There is a scene at the end of the book, it is 1973. Jimmy and Harry  are at a party. Harry has this stuff. Does a bunch of it, Jimmy thinks it looks funny but does a bunch which ended up being PCP and really messing him up for awhile because it was a large overdose. He can’t play the piano. Then he finally remembers he can play Amazing Grace on the piano. The end. This is not a particularly compelling drug story. Does Amazing Grace mean he is returning to the faith of his father? His dad was a Baptist preacher for a time. To me that is not exactly revealing of anything very deeply discovered in his drug adventures. More a frightened retreat, but maybe that is all that is available in the Rock Star Excessive Cocaine cliche experience.   
He doesn't tell us what happened to Harry that night, but we know that Nilsson didn’t live to be old and his career went downhill before that around the time of all this cocaine and partying with John Lennon who had separated from Yoko for a spell and had this notorious LA binge with Harry.
Jimmy Webb doesn’t tell us if he stopped taking drugs or if he only took them while singing Amazing Grace after the PCP thing. And the whole book stops in 1973. That's a really long time ago.
Anyway, it is a rather disappointing book, but it has large print and one can zip through it rapidly if curious.

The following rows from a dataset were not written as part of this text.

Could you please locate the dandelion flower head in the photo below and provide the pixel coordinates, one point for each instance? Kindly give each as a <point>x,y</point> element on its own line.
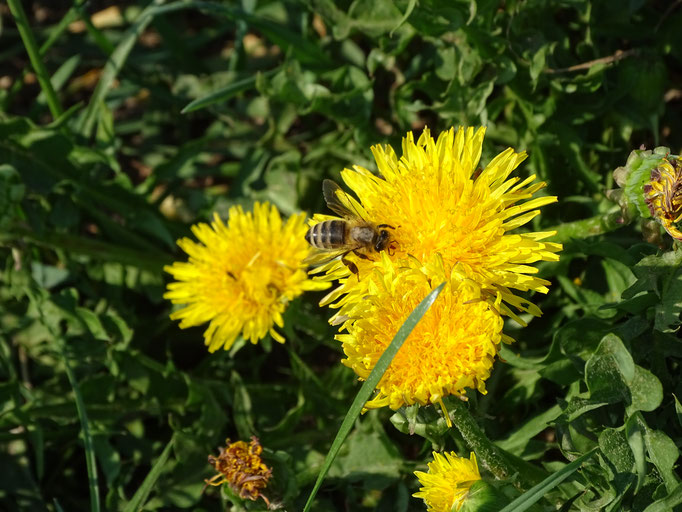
<point>453,347</point>
<point>447,483</point>
<point>240,276</point>
<point>441,202</point>
<point>663,195</point>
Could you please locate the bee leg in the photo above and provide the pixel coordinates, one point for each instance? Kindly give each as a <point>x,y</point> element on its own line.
<point>351,266</point>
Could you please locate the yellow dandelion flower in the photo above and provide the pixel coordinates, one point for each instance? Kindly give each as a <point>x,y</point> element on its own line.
<point>663,196</point>
<point>240,466</point>
<point>447,483</point>
<point>440,202</point>
<point>240,276</point>
<point>453,347</point>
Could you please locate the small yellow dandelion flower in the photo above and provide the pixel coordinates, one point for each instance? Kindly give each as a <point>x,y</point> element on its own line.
<point>663,196</point>
<point>453,347</point>
<point>240,276</point>
<point>440,202</point>
<point>447,483</point>
<point>240,466</point>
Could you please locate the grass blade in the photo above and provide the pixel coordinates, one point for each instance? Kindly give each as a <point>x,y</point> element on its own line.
<point>138,500</point>
<point>371,383</point>
<point>95,503</point>
<point>34,56</point>
<point>223,94</point>
<point>117,59</point>
<point>527,499</point>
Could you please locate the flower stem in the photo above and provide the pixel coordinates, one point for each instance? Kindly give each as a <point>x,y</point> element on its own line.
<point>586,228</point>
<point>501,464</point>
<point>34,56</point>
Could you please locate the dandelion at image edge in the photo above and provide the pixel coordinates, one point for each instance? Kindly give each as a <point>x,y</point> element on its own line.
<point>447,482</point>
<point>240,466</point>
<point>440,202</point>
<point>241,275</point>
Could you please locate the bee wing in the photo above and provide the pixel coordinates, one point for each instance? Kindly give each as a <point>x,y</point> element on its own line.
<point>338,201</point>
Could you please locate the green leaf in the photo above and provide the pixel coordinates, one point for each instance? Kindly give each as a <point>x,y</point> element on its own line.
<point>666,504</point>
<point>609,370</point>
<point>370,384</point>
<point>646,391</point>
<point>663,453</point>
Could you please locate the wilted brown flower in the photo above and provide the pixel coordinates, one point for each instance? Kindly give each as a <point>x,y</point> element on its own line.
<point>240,466</point>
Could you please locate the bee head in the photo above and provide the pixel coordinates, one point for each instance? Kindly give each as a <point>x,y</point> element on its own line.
<point>383,237</point>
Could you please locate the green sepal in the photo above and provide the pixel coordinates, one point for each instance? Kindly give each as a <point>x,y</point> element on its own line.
<point>483,497</point>
<point>635,174</point>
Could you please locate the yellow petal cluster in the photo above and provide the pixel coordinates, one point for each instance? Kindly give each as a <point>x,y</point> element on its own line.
<point>447,483</point>
<point>240,276</point>
<point>451,221</point>
<point>452,348</point>
<point>663,196</point>
<point>441,202</point>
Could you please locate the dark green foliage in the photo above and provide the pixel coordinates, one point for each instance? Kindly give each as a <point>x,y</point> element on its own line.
<point>162,114</point>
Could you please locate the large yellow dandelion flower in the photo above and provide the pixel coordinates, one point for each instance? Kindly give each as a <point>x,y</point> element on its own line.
<point>439,201</point>
<point>447,483</point>
<point>240,276</point>
<point>453,347</point>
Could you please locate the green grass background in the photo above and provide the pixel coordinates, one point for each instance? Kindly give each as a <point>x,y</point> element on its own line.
<point>160,113</point>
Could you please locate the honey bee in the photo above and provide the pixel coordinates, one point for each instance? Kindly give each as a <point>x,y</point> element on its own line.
<point>352,234</point>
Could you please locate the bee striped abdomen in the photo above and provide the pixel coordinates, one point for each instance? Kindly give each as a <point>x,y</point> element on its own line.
<point>329,234</point>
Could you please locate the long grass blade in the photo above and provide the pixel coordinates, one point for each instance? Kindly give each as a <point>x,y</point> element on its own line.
<point>140,497</point>
<point>34,56</point>
<point>118,58</point>
<point>223,94</point>
<point>95,503</point>
<point>369,385</point>
<point>527,499</point>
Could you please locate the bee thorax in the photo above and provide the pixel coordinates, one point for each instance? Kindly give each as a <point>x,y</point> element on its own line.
<point>363,235</point>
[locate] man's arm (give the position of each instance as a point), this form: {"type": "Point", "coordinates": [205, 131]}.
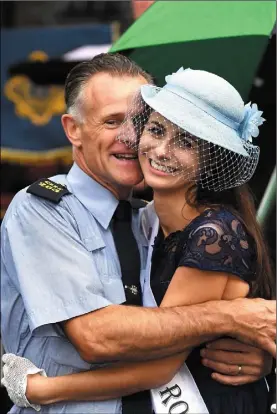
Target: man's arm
{"type": "Point", "coordinates": [131, 333]}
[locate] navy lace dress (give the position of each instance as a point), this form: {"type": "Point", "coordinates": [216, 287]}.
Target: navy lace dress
{"type": "Point", "coordinates": [215, 241]}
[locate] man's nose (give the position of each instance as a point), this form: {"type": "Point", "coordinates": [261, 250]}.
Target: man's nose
{"type": "Point", "coordinates": [128, 135]}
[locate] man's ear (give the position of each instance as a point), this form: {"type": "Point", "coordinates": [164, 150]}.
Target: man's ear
{"type": "Point", "coordinates": [72, 130]}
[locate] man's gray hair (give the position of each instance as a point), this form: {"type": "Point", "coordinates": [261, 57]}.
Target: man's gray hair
{"type": "Point", "coordinates": [114, 64]}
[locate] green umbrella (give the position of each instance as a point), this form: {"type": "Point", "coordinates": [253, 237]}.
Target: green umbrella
{"type": "Point", "coordinates": [224, 37]}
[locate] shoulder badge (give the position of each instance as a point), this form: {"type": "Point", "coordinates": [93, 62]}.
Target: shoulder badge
{"type": "Point", "coordinates": [137, 203]}
{"type": "Point", "coordinates": [49, 190]}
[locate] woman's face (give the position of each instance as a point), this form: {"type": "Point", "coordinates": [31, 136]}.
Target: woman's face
{"type": "Point", "coordinates": [168, 155]}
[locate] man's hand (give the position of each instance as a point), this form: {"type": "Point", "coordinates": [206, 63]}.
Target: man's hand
{"type": "Point", "coordinates": [252, 321]}
{"type": "Point", "coordinates": [225, 356]}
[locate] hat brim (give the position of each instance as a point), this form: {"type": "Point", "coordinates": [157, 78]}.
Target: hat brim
{"type": "Point", "coordinates": [193, 119]}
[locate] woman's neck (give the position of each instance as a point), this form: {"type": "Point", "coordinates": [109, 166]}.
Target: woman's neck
{"type": "Point", "coordinates": [173, 211]}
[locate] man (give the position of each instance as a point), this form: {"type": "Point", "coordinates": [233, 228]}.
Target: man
{"type": "Point", "coordinates": [62, 290]}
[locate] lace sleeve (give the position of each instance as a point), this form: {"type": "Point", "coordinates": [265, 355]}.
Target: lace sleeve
{"type": "Point", "coordinates": [218, 242]}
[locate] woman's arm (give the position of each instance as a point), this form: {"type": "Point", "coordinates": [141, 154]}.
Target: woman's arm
{"type": "Point", "coordinates": [188, 286]}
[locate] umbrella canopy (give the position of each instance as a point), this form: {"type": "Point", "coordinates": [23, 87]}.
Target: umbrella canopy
{"type": "Point", "coordinates": [227, 38]}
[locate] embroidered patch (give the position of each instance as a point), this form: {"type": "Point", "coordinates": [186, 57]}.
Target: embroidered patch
{"type": "Point", "coordinates": [49, 190]}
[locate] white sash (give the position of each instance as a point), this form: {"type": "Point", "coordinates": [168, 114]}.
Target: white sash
{"type": "Point", "coordinates": [181, 394]}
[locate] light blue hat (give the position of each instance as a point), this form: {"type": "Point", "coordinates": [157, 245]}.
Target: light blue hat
{"type": "Point", "coordinates": [208, 107]}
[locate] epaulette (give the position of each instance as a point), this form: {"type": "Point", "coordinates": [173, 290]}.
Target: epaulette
{"type": "Point", "coordinates": [49, 190]}
{"type": "Point", "coordinates": [137, 203]}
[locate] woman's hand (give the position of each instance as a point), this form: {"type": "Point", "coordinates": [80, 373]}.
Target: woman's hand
{"type": "Point", "coordinates": [235, 363]}
{"type": "Point", "coordinates": [18, 372]}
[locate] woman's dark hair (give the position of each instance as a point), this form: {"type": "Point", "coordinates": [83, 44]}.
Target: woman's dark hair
{"type": "Point", "coordinates": [240, 202]}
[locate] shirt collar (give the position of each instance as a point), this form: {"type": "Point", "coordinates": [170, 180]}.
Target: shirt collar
{"type": "Point", "coordinates": [96, 198]}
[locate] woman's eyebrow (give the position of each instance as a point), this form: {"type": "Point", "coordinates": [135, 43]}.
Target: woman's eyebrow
{"type": "Point", "coordinates": [158, 124]}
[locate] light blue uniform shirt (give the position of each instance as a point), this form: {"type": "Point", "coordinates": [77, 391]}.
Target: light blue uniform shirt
{"type": "Point", "coordinates": [59, 261]}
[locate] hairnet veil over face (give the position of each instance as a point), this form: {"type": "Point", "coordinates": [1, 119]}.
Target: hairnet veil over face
{"type": "Point", "coordinates": [175, 151]}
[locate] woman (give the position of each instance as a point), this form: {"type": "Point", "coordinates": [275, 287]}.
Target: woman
{"type": "Point", "coordinates": [193, 138]}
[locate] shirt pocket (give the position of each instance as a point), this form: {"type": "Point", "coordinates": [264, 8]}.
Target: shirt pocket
{"type": "Point", "coordinates": [109, 271]}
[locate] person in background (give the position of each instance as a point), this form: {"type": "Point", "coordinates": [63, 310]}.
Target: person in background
{"type": "Point", "coordinates": [64, 305]}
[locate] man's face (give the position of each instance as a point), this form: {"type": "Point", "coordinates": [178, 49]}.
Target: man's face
{"type": "Point", "coordinates": [104, 103]}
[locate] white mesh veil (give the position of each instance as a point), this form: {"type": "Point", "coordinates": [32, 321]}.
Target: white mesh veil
{"type": "Point", "coordinates": [175, 151]}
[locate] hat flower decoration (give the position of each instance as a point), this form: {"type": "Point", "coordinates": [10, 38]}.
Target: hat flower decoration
{"type": "Point", "coordinates": [252, 119]}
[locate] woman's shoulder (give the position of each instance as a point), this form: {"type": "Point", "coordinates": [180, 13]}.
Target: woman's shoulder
{"type": "Point", "coordinates": [217, 240]}
{"type": "Point", "coordinates": [221, 219]}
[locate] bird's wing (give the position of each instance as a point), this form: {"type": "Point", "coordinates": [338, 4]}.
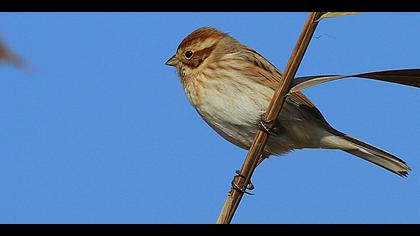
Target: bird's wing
{"type": "Point", "coordinates": [409, 77]}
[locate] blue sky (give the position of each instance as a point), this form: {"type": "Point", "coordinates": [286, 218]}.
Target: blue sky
{"type": "Point", "coordinates": [100, 131]}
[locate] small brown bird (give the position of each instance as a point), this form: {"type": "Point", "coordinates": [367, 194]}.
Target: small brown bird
{"type": "Point", "coordinates": [231, 85]}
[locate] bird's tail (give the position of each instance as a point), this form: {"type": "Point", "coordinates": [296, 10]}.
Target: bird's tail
{"type": "Point", "coordinates": [367, 152]}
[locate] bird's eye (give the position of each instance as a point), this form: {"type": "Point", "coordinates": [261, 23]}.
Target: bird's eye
{"type": "Point", "coordinates": [188, 54]}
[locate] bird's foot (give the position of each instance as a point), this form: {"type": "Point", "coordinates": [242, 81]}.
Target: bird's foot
{"type": "Point", "coordinates": [249, 186]}
{"type": "Point", "coordinates": [263, 124]}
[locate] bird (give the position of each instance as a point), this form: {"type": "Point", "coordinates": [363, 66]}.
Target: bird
{"type": "Point", "coordinates": [230, 85]}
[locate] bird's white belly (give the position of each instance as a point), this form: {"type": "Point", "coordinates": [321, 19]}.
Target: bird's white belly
{"type": "Point", "coordinates": [231, 112]}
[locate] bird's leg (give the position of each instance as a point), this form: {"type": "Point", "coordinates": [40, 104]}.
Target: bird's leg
{"type": "Point", "coordinates": [250, 185]}
{"type": "Point", "coordinates": [263, 122]}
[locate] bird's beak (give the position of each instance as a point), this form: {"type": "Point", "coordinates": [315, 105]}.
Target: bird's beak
{"type": "Point", "coordinates": [172, 61]}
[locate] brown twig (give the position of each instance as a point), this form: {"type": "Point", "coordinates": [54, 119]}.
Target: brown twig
{"type": "Point", "coordinates": [273, 111]}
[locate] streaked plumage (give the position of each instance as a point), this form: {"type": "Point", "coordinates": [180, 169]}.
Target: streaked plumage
{"type": "Point", "coordinates": [231, 85]}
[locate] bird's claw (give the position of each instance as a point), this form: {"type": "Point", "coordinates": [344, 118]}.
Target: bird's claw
{"type": "Point", "coordinates": [249, 186]}
{"type": "Point", "coordinates": [262, 124]}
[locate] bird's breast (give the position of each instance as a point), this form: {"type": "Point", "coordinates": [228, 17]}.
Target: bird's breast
{"type": "Point", "coordinates": [231, 105]}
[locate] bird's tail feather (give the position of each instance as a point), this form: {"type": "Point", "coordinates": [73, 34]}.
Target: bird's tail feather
{"type": "Point", "coordinates": [370, 153]}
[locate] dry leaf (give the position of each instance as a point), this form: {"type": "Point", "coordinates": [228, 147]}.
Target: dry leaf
{"type": "Point", "coordinates": [9, 57]}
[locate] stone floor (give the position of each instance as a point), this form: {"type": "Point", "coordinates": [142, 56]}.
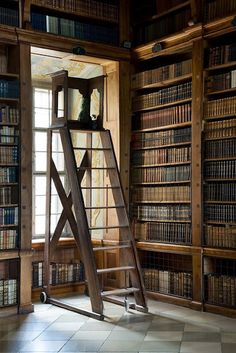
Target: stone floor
{"type": "Point", "coordinates": [165, 328]}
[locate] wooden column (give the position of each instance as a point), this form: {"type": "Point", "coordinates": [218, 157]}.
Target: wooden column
{"type": "Point", "coordinates": [197, 111]}
{"type": "Point", "coordinates": [25, 304]}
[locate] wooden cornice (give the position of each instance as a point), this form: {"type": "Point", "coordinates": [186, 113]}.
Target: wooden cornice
{"type": "Point", "coordinates": [173, 43]}
{"type": "Point", "coordinates": [54, 42]}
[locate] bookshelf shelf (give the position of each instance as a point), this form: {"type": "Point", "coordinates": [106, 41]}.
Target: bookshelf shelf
{"type": "Point", "coordinates": [166, 105]}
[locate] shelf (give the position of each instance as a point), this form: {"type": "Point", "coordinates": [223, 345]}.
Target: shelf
{"type": "Point", "coordinates": [160, 106]}
{"type": "Point", "coordinates": [172, 248]}
{"type": "Point", "coordinates": [221, 202]}
{"type": "Point", "coordinates": [160, 146]}
{"type": "Point", "coordinates": [165, 127]}
{"type": "Point", "coordinates": [164, 13]}
{"type": "Point", "coordinates": [159, 165]}
{"type": "Point", "coordinates": [223, 91]}
{"type": "Point", "coordinates": [221, 66]}
{"type": "Point", "coordinates": [163, 182]}
{"type": "Point", "coordinates": [161, 202]}
{"type": "Point", "coordinates": [165, 83]}
{"type": "Point", "coordinates": [89, 17]}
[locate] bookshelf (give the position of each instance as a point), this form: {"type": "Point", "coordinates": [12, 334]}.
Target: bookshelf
{"type": "Point", "coordinates": [9, 178]}
{"type": "Point", "coordinates": [219, 173]}
{"type": "Point", "coordinates": [156, 19]}
{"type": "Point", "coordinates": [91, 20]}
{"type": "Point", "coordinates": [162, 178]}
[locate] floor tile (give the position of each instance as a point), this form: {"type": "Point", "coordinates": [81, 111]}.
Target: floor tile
{"type": "Point", "coordinates": [201, 337]}
{"type": "Point", "coordinates": [203, 347]}
{"type": "Point", "coordinates": [82, 346]}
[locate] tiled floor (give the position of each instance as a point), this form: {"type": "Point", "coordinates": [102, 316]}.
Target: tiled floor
{"type": "Point", "coordinates": [166, 328]}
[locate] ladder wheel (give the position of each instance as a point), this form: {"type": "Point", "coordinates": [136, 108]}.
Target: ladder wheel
{"type": "Point", "coordinates": [43, 297]}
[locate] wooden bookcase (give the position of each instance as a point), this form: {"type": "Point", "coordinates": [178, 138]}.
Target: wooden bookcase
{"type": "Point", "coordinates": [192, 264]}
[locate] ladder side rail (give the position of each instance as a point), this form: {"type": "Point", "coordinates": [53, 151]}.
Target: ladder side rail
{"type": "Point", "coordinates": [63, 217]}
{"type": "Point", "coordinates": [46, 277]}
{"type": "Point", "coordinates": [81, 218]}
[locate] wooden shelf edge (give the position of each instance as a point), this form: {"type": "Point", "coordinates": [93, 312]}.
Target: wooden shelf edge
{"type": "Point", "coordinates": [225, 311]}
{"type": "Point", "coordinates": [188, 303]}
{"type": "Point", "coordinates": [217, 252]}
{"type": "Point", "coordinates": [173, 248]}
{"type": "Point", "coordinates": [179, 42]}
{"type": "Point", "coordinates": [66, 44]}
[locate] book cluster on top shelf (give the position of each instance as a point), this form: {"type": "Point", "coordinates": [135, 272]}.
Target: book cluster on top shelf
{"type": "Point", "coordinates": [220, 148]}
{"type": "Point", "coordinates": [214, 9]}
{"type": "Point", "coordinates": [161, 154]}
{"type": "Point", "coordinates": [91, 20]}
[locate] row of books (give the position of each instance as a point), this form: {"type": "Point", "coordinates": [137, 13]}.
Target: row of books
{"type": "Point", "coordinates": [8, 292]}
{"type": "Point", "coordinates": [163, 26]}
{"type": "Point", "coordinates": [159, 138]}
{"type": "Point", "coordinates": [75, 29]}
{"type": "Point", "coordinates": [175, 233]}
{"type": "Point", "coordinates": [159, 74]}
{"type": "Point", "coordinates": [3, 59]}
{"type": "Point", "coordinates": [218, 8]}
{"type": "Point", "coordinates": [220, 213]}
{"type": "Point", "coordinates": [8, 175]}
{"type": "Point", "coordinates": [9, 115]}
{"type": "Point", "coordinates": [220, 148]}
{"type": "Point", "coordinates": [220, 170]}
{"type": "Point", "coordinates": [8, 216]}
{"type": "Point", "coordinates": [161, 156]}
{"type": "Point", "coordinates": [8, 239]}
{"type": "Point", "coordinates": [161, 174]}
{"type": "Point", "coordinates": [8, 154]}
{"type": "Point", "coordinates": [9, 16]}
{"type": "Point", "coordinates": [220, 236]}
{"type": "Point", "coordinates": [8, 195]}
{"type": "Point", "coordinates": [221, 81]}
{"type": "Point", "coordinates": [220, 128]}
{"type": "Point", "coordinates": [163, 96]}
{"type": "Point", "coordinates": [8, 134]}
{"type": "Point", "coordinates": [161, 193]}
{"type": "Point", "coordinates": [60, 273]}
{"type": "Point", "coordinates": [222, 54]}
{"type": "Point", "coordinates": [220, 107]}
{"type": "Point", "coordinates": [105, 9]}
{"type": "Point", "coordinates": [220, 191]}
{"type": "Point", "coordinates": [220, 289]}
{"type": "Point", "coordinates": [168, 282]}
{"type": "Point", "coordinates": [161, 213]}
{"type": "Point", "coordinates": [164, 117]}
{"type": "Point", "coordinates": [9, 89]}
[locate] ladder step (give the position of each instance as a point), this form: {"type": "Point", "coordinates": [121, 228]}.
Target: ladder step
{"type": "Point", "coordinates": [115, 269]}
{"type": "Point", "coordinates": [112, 247]}
{"type": "Point", "coordinates": [109, 227]}
{"type": "Point", "coordinates": [122, 291]}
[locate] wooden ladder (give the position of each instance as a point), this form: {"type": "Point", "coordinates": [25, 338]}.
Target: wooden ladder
{"type": "Point", "coordinates": [98, 211]}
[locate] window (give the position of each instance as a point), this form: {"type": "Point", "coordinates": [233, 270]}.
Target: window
{"type": "Point", "coordinates": [41, 121]}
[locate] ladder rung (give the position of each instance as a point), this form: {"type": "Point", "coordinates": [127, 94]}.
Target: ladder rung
{"type": "Point", "coordinates": [109, 227]}
{"type": "Point", "coordinates": [103, 207]}
{"type": "Point", "coordinates": [123, 291]}
{"type": "Point", "coordinates": [111, 247]}
{"type": "Point", "coordinates": [115, 269]}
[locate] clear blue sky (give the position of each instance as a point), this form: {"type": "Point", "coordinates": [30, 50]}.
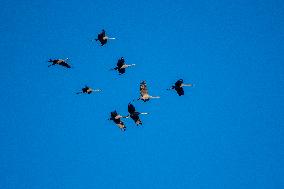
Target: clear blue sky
{"type": "Point", "coordinates": [226, 132]}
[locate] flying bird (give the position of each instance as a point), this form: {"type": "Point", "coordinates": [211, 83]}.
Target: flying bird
{"type": "Point", "coordinates": [121, 66]}
{"type": "Point", "coordinates": [88, 90]}
{"type": "Point", "coordinates": [115, 117]}
{"type": "Point", "coordinates": [60, 62]}
{"type": "Point", "coordinates": [102, 38]}
{"type": "Point", "coordinates": [144, 92]}
{"type": "Point", "coordinates": [133, 114]}
{"type": "Point", "coordinates": [179, 87]}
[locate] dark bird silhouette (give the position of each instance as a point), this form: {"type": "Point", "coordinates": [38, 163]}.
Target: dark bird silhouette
{"type": "Point", "coordinates": [116, 118]}
{"type": "Point", "coordinates": [133, 114]}
{"type": "Point", "coordinates": [88, 90]}
{"type": "Point", "coordinates": [102, 38]}
{"type": "Point", "coordinates": [60, 62]}
{"type": "Point", "coordinates": [144, 95]}
{"type": "Point", "coordinates": [121, 66]}
{"type": "Point", "coordinates": [179, 87]}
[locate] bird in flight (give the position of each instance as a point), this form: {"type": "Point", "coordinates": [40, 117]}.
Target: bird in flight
{"type": "Point", "coordinates": [116, 118]}
{"type": "Point", "coordinates": [133, 114]}
{"type": "Point", "coordinates": [60, 62]}
{"type": "Point", "coordinates": [121, 66]}
{"type": "Point", "coordinates": [144, 95]}
{"type": "Point", "coordinates": [88, 90]}
{"type": "Point", "coordinates": [103, 38]}
{"type": "Point", "coordinates": [178, 86]}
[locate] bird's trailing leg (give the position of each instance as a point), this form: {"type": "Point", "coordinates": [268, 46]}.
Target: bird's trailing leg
{"type": "Point", "coordinates": [127, 65]}
{"type": "Point", "coordinates": [144, 113]}
{"type": "Point", "coordinates": [51, 65]}
{"type": "Point", "coordinates": [97, 90]}
{"type": "Point", "coordinates": [186, 85]}
{"type": "Point", "coordinates": [154, 97]}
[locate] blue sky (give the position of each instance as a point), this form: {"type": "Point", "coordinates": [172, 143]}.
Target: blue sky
{"type": "Point", "coordinates": [226, 132]}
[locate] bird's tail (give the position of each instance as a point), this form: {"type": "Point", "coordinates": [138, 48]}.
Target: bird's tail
{"type": "Point", "coordinates": [144, 113]}
{"type": "Point", "coordinates": [97, 90]}
{"type": "Point", "coordinates": [154, 96]}
{"type": "Point", "coordinates": [187, 85]}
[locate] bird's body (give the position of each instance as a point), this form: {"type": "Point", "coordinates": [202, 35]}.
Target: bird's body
{"type": "Point", "coordinates": [88, 90]}
{"type": "Point", "coordinates": [116, 118]}
{"type": "Point", "coordinates": [60, 62]}
{"type": "Point", "coordinates": [102, 38]}
{"type": "Point", "coordinates": [178, 87]}
{"type": "Point", "coordinates": [144, 95]}
{"type": "Point", "coordinates": [121, 66]}
{"type": "Point", "coordinates": [133, 114]}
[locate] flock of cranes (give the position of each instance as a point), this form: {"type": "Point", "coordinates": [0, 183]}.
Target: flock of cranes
{"type": "Point", "coordinates": [121, 68]}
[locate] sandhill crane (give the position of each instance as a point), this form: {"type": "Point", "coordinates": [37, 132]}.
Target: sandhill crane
{"type": "Point", "coordinates": [102, 38]}
{"type": "Point", "coordinates": [60, 62]}
{"type": "Point", "coordinates": [88, 90]}
{"type": "Point", "coordinates": [115, 117]}
{"type": "Point", "coordinates": [144, 92]}
{"type": "Point", "coordinates": [133, 114]}
{"type": "Point", "coordinates": [178, 87]}
{"type": "Point", "coordinates": [121, 66]}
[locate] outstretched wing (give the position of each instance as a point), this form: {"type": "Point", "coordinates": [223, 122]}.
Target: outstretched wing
{"type": "Point", "coordinates": [131, 108]}
{"type": "Point", "coordinates": [179, 83]}
{"type": "Point", "coordinates": [180, 91]}
{"type": "Point", "coordinates": [113, 114]}
{"type": "Point", "coordinates": [65, 64]}
{"type": "Point", "coordinates": [120, 63]}
{"type": "Point", "coordinates": [143, 89]}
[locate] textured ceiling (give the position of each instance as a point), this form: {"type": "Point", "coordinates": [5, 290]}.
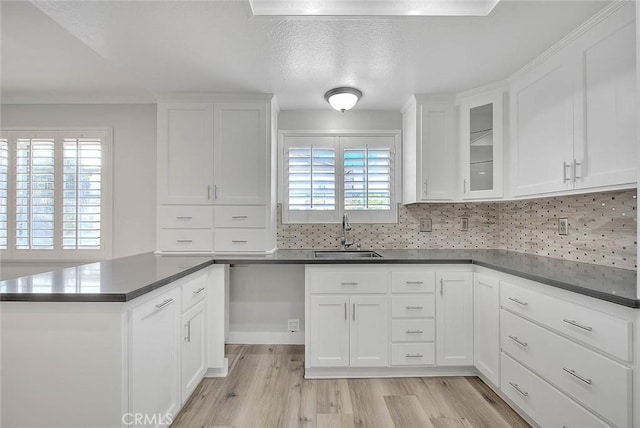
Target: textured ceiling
{"type": "Point", "coordinates": [218, 46]}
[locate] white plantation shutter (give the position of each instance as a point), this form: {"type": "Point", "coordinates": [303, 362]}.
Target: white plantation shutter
{"type": "Point", "coordinates": [55, 194]}
{"type": "Point", "coordinates": [82, 200]}
{"type": "Point", "coordinates": [4, 202]}
{"type": "Point", "coordinates": [367, 179]}
{"type": "Point", "coordinates": [312, 179]}
{"type": "Point", "coordinates": [326, 175]}
{"type": "Point", "coordinates": [35, 182]}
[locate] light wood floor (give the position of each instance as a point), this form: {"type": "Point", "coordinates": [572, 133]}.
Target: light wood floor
{"type": "Point", "coordinates": [266, 388]}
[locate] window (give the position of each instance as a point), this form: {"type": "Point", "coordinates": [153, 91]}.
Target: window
{"type": "Point", "coordinates": [55, 194]}
{"type": "Point", "coordinates": [325, 175]}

There are a couple or three women who come and go in his life here up until 1973, but they are never really fleshed out as characters, we don’t get to know them at all.

There is a character called The Devil, who was a powerful radio DJ on the mid-60s and then became a pal, or hanger on, or business associate with Webb. He is the guy who suggests that Webb writer a song about a hot air balloon. They have a falling out over a woman. We never are told who The Devil is or why we are not being told. Why not just tell us? Did The Devil threaten to sue? It’s not like the betrayal over the woman story is that bad and it was many decades ago.

I think he is frustrated that he never got to be a revered singer/songwriter recording artist like Carol King of Joni Mitchell. He keep trying to make these grandly produced LPs but the sales are poor, so that type of stardom doesn’t really happen.